La baisse du chômage fait-elle perdre de l’argent aux syndicats ?
Oui, mais.
Le chômage est en baisse structurelle en Belgique. Selon les chiffres de l’ONEM, on est ainsi passé de 480.000 chômeurs complets indemnisés demandeurs d’emplois en 2006 à 303.000 en janvier 2023. Or dans la formule de calcul qui détermine les montants attribués aux syndicats, il y a aussi une « donnée fixe qui baisse de tranche en tranche lorsqu’on réduit de 50.000 le nombre de chômeurs en Belgique par rapport à 1991 », précise Hugo Boonaert de l’ONEM, toujours à la RTBF. Ce qui fait que si l’on passe à la tranche en dessous, les frais d’administration baisseront. De quoi creuser encore un peu plus l’écart entre ce que les syndicats touchent pour gérer les dossiers et leur coût réel. Ou autrement dit un chômeur coûtera encore un peu plus cher aux syndicats. Mais, a contrario, un affilié qui travaille cotise – et donc rapporte plus au syndicat- qu’un affilié demandeur d’emploi.

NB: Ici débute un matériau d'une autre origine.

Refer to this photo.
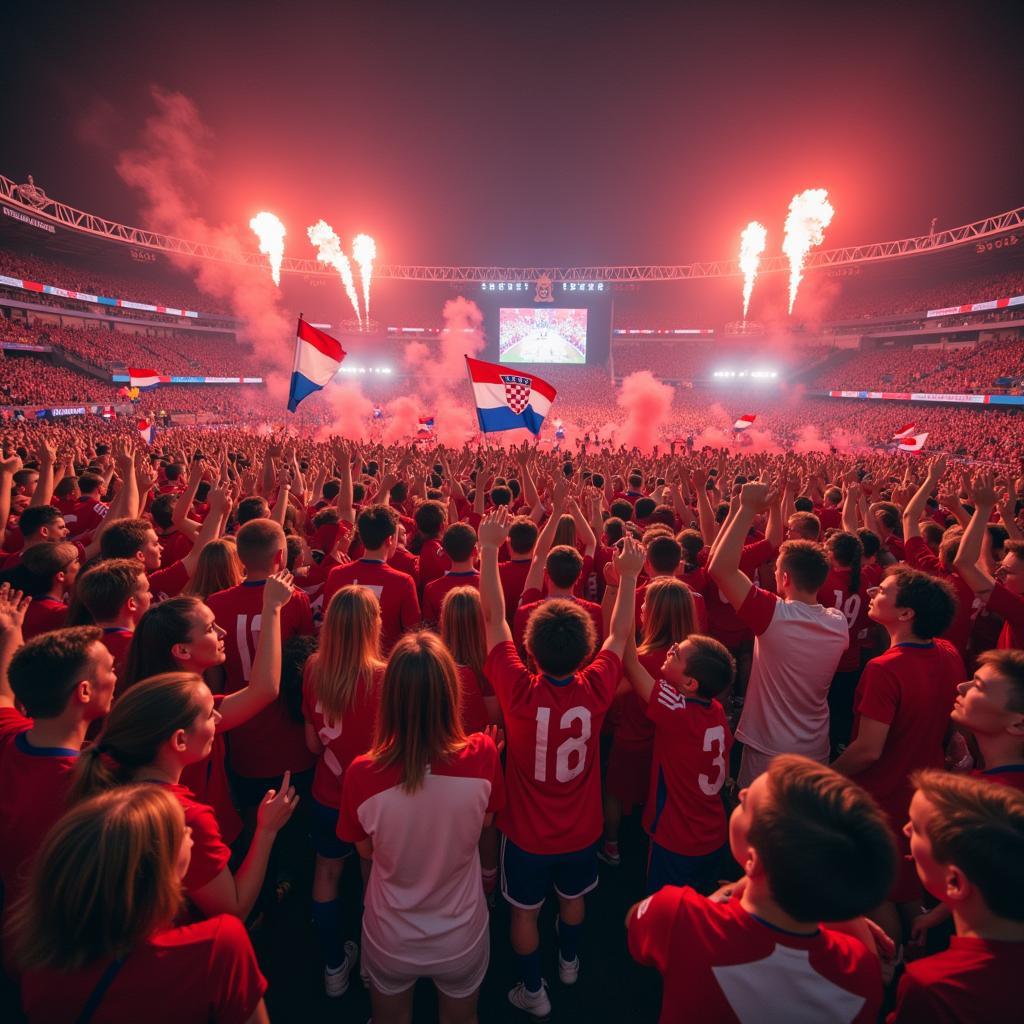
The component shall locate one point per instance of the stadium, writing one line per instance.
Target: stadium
(379, 631)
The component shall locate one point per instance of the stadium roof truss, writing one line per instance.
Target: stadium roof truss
(36, 203)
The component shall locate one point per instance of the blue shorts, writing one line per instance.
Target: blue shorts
(526, 878)
(325, 829)
(668, 868)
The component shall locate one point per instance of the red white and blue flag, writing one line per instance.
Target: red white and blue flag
(507, 399)
(142, 379)
(317, 357)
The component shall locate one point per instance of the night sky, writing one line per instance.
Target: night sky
(535, 133)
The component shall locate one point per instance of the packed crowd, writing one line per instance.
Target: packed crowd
(238, 658)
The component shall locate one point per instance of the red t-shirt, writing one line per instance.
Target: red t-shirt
(271, 741)
(836, 593)
(433, 593)
(973, 980)
(201, 972)
(44, 614)
(721, 964)
(552, 730)
(343, 739)
(394, 590)
(910, 688)
(35, 781)
(684, 812)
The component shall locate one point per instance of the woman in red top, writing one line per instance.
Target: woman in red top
(153, 732)
(95, 935)
(341, 687)
(669, 617)
(180, 635)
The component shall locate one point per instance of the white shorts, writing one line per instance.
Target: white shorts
(457, 978)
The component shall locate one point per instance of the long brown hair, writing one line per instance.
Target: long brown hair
(419, 719)
(138, 724)
(219, 567)
(669, 614)
(462, 628)
(349, 654)
(104, 880)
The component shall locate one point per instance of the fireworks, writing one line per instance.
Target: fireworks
(365, 252)
(270, 232)
(752, 245)
(810, 213)
(329, 251)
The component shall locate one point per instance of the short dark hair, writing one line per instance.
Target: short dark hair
(376, 524)
(827, 849)
(459, 542)
(711, 665)
(44, 672)
(564, 565)
(665, 553)
(979, 827)
(806, 562)
(36, 516)
(522, 535)
(560, 636)
(932, 600)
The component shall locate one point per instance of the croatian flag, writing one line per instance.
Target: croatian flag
(317, 357)
(508, 398)
(142, 379)
(912, 443)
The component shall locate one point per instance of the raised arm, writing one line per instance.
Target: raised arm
(492, 534)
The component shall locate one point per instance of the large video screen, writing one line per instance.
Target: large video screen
(530, 335)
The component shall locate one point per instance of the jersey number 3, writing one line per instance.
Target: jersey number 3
(570, 758)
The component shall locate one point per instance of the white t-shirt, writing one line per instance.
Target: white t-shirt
(796, 650)
(424, 901)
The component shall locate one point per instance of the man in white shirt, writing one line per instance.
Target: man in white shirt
(797, 647)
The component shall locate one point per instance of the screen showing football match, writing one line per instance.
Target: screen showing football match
(529, 335)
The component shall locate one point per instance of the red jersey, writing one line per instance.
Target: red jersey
(973, 980)
(433, 593)
(837, 593)
(910, 688)
(532, 599)
(343, 739)
(722, 964)
(394, 590)
(552, 729)
(44, 614)
(202, 972)
(271, 741)
(35, 781)
(684, 812)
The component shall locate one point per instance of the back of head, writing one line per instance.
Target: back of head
(560, 636)
(377, 524)
(564, 564)
(932, 600)
(107, 587)
(978, 827)
(806, 563)
(45, 672)
(260, 544)
(459, 542)
(826, 848)
(104, 880)
(419, 713)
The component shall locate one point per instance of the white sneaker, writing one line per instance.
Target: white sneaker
(536, 1004)
(336, 982)
(568, 971)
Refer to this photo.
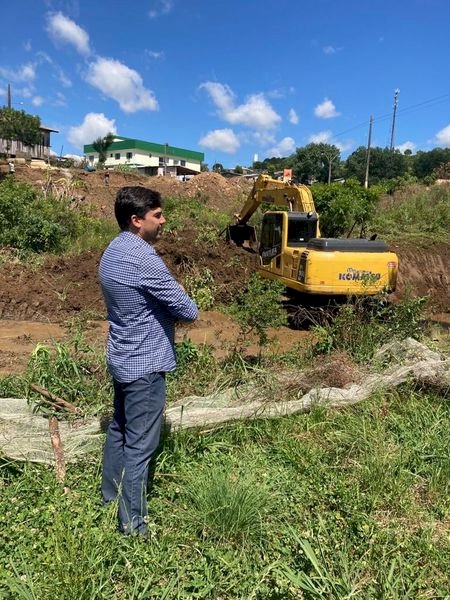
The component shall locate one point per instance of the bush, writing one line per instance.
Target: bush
(201, 288)
(258, 307)
(363, 326)
(32, 223)
(342, 207)
(415, 211)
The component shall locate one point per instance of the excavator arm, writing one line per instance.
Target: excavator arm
(297, 198)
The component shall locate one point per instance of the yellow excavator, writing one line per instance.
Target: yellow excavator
(291, 250)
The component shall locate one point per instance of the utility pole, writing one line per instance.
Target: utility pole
(369, 141)
(330, 157)
(396, 94)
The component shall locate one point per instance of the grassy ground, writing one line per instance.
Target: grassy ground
(327, 505)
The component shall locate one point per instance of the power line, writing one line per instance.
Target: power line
(426, 103)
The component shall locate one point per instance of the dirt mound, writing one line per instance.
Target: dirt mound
(90, 190)
(424, 271)
(63, 287)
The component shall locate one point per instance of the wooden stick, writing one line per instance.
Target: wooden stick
(58, 450)
(59, 402)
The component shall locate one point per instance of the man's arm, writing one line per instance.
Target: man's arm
(157, 280)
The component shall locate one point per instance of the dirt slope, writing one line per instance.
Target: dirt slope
(66, 286)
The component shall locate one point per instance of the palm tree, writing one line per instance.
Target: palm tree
(101, 146)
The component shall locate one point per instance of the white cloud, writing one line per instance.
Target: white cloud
(93, 126)
(224, 140)
(60, 100)
(262, 138)
(284, 148)
(154, 55)
(330, 49)
(326, 110)
(26, 72)
(62, 77)
(406, 146)
(117, 81)
(63, 29)
(293, 117)
(160, 8)
(443, 136)
(256, 112)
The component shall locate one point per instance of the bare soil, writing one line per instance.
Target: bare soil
(36, 301)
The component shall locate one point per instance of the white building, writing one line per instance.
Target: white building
(148, 158)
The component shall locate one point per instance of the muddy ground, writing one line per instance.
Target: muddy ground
(36, 301)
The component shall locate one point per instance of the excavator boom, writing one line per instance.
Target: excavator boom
(294, 197)
(291, 250)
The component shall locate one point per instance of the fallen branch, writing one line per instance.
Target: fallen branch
(58, 402)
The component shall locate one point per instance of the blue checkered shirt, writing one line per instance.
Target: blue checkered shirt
(143, 301)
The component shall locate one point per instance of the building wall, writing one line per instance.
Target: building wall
(141, 158)
(13, 148)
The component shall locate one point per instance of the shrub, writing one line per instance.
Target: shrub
(225, 507)
(200, 286)
(362, 326)
(342, 207)
(32, 223)
(258, 307)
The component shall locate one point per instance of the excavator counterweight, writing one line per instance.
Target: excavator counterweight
(292, 251)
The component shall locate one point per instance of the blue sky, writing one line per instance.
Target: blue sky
(232, 79)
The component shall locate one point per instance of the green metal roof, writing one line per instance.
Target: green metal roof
(160, 149)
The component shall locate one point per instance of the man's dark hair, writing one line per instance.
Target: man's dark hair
(134, 200)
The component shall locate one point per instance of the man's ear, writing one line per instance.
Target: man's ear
(135, 221)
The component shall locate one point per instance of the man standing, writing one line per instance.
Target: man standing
(143, 301)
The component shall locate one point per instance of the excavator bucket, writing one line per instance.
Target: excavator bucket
(241, 235)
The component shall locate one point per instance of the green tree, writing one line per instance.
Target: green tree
(101, 145)
(272, 165)
(384, 164)
(17, 125)
(427, 162)
(317, 162)
(344, 207)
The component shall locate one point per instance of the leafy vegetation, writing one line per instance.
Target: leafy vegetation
(258, 307)
(44, 222)
(415, 212)
(101, 145)
(19, 126)
(325, 505)
(320, 162)
(364, 325)
(344, 208)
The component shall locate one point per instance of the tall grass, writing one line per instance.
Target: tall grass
(415, 212)
(327, 505)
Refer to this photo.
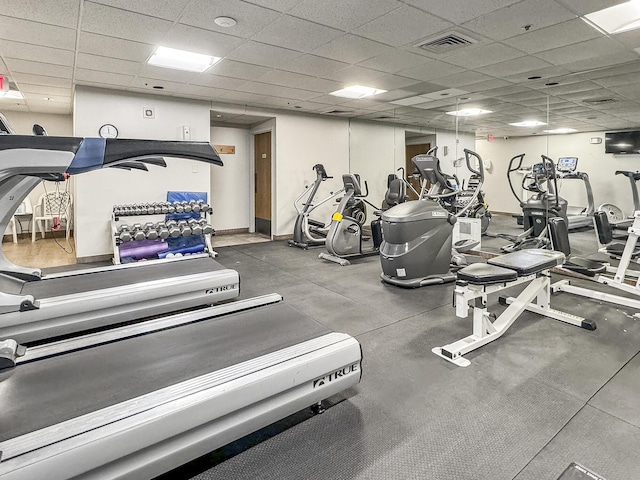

Le vrai avantage ne serait-il pas de s’assurer plus d’affiliés ?
Pas vraiment.
Selon Bouchez, le poids des syndicats serait moindre s’ils ne s’occupaient pas du paiement des allocations de chômage. Pourtant, selon les syndicats eux-mêmes, le nombre de syndiqués au chômage ne représente qu’entre 10 et 15% des affiliés. Pas de quoi faire imploser les organisations si elles n’étaient plus en charge du chômage.
Du coup pourquoi les syndicats gardent-ils cette activité déficitaire ? Pour des raisons historiques, mais aussi pour assurer une continuité dans leur mission. Cela leur permet également de conserver une certaine légitimité qui leur permet de maintenir le niveau de rémunération moyen et surtout l’assurance chômage.